Das ist kein Mangel an Expertise. Das ist ein Konstruktionsfehler.
Dieses Muster habe ich häufiger gesehen als jedes andere. Die teuersten Fehler in der Finanzwelt entstehen selten aufgrund fehlender Beratung. Sie entstehen aus Beratung, die nie koordiniert wurde.
Die Finanzbranche hat für fast jede Situation ein Produkt: eine Hypothek für die Immobilie, ein Portfolio für das Kapital, eine Vorsorgelösung für den Ruhestand, eine Versicherung für die Risiken, einen Anwalt für die Nachfolge, einen Steuerberater für die Konsequenzen. Expertise gibt es überall. Verantwortung für das Ganze ist schwerer zu finden.
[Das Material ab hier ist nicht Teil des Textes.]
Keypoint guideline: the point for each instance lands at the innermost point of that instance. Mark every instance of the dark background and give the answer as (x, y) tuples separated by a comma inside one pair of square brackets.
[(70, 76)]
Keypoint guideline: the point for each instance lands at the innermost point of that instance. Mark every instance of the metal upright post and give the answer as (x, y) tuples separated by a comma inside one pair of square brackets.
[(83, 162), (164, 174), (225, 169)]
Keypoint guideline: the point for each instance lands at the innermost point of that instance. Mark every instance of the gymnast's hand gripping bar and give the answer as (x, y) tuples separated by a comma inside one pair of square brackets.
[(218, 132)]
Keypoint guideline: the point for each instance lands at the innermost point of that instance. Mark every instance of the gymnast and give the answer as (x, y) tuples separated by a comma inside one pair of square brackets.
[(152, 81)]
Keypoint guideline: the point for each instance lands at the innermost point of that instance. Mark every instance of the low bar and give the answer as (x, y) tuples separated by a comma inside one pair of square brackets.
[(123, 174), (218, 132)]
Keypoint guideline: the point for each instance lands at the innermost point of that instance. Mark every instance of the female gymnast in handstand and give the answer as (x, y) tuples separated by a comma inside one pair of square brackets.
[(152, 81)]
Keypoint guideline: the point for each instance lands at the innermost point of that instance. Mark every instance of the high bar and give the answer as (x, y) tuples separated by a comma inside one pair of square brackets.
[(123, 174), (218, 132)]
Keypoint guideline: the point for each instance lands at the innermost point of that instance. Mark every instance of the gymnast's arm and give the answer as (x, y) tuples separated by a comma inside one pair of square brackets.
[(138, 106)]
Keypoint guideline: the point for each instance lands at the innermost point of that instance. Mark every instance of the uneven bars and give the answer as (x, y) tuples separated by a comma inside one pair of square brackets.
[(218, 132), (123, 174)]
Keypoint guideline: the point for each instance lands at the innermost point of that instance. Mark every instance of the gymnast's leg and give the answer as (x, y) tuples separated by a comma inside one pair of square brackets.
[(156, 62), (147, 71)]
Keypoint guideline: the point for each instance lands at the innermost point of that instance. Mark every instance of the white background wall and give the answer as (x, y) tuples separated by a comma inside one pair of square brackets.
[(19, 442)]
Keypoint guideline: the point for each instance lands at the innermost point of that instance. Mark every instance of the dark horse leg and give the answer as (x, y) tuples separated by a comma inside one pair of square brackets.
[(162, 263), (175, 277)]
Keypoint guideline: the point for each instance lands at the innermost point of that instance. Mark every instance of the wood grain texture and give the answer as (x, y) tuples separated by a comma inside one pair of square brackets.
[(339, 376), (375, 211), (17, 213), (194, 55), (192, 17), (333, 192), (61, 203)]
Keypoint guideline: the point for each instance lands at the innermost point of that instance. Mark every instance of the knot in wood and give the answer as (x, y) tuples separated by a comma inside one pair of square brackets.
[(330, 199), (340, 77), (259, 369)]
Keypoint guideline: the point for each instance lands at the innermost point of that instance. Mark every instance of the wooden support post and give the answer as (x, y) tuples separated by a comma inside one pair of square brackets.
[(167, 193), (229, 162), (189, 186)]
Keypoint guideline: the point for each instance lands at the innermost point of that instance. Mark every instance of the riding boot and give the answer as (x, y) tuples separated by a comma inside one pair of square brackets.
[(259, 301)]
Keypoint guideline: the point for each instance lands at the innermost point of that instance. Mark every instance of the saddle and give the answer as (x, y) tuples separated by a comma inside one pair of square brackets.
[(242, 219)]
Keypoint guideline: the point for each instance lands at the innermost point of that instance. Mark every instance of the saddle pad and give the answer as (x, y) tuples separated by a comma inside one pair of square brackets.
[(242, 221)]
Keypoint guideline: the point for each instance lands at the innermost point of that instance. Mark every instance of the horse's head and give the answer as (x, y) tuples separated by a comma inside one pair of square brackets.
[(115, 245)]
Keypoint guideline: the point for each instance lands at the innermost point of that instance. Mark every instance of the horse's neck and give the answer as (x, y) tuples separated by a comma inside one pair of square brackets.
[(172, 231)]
Jeder Spezialist kann recht haben und die Kundschaft steht am Ende trotzdem falsch da – denn die Hypothek hat Auswirkungen auf den Ruhestand, das Unternehmen hat Auswirkungen auf das Privatvermögen, die Immobilie hat Auswirkungen auf die Liquidität, und die Steuern haben Auswirkungen auf fast alles. Vermögen wird selten durch eine katastrophale Entscheidung zerstört. Es wird langsam verwässert durch Dutzende vernünftiger Entscheidungen, die nie zum Zusammenwirken entworfen wurden.